Harsh was the moon. There was black and there was white. Great jagged cliffs and razor-backed mountains slashed the pocked surface of the crater floor, humping themselves at the huge unwinking stars. The sun was a stark disc of fire, incredibly white, hung in the black sky. The shadows were bottomless pools. Within them there was nothing. In the sunlight, the pumice soil glared white.
The Russian rocket had crashed on landing. Randick could see the tiny, buckled shape of it high on the mountain. No doubt the pilot was dead, but he had to be sure. The risks were too great for any unsupported assumptions. He had to go up there and see for himself.
Ponderous in his pressure suit, Randick emerged from the open lock of the Anglo-American rocket. He slogged across the pumice of the crater floor toward the spot where the mountain's sheer talus erupted skyward. If there were no trouble from the Russki, he would return to his own ship and begin setting up the first cell of what would soon be the Anglo-American Moon Base. As soon as he signalled a safe landing and no opposition from the Russian, other rockets would come to add their cells, and presently there would be an atomic rocket pointed dead at the heart of every Russian population center. A rocket each for Moscow, Leningrad, Kiev, Vladivostok....
Randick frowned. It would be a lot simpler if the crash had finished the Russian pilot. He knew the Russians had exactly the same plan for the Moon. Only the rockets would be aimed at Washington, London, Paris, San Francisco. The slight weight of the one-man bazooka on Randick's back seemed suddenly very comforting.
Randick knew himself to be on the very edge of known territory. His map showed him that he was in the highest part of the Doerfel Mountains. Behind him lay the two great bowls of Bailly and Schickard, and far to the north he could see, as he climbed higher, the smooth surface of the Mare Humorum. He looked up to the spinelike ridge beyond and slightly above the wreck of the Russian ship. There was a deep pass that slashed like a wound into the backbone of the range. He felt a slight thrill. Beyond that cleft lay ... mystery. The other side of the Moon.

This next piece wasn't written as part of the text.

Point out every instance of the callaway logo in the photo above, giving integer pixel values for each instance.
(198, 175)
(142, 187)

The sun's rays beat down brutally. Even through the heavily insulated suit Randick could feel their searing touch. All around him stretched a jumbled nightmare of black and white. He was suddenly very glad that he could not see the Earth in the sky. The homesickness would be unbearable.
Randick found himself frowning. He had no time for such thoughts. He was a soldier. He reminded himself that up there in the tangled wreckage of the Russian spaceship there might be another soldier, ready to kill him. Two human beings on the Moon. Each eager to kill. Randick shook his head angrily. He had no right to let his mind dwell on such things....
He was within a hundred yards of the wreck when a streak of fire and a soundless blast drove him into the shadows. Pumice showered him from the starshaped depression where the explosive missile had struck. Randick cursed heartily. The Russki was very much alive, and there wasn't a thing wrong with his eyesight. The shot had been uncomfortably close.
Unslinging his bazooka, Randick began to work his way around behind the Russian rocket. A slight movement among the wreckage caught his trained eye and he launched a projectile at it. It flared wickedly, tearing fragments of metal loose and flinging them fantastic distances down the sheer slope of the ridge. There was no return fire.
Randick broke out of the shadow and ran for the cover of a large pumicestone boulder farther up the draw. A sun-bright flash of fire spattered the loose soil a dozen feet from him. He slid for the darkness on his belly. That one had been a near thing!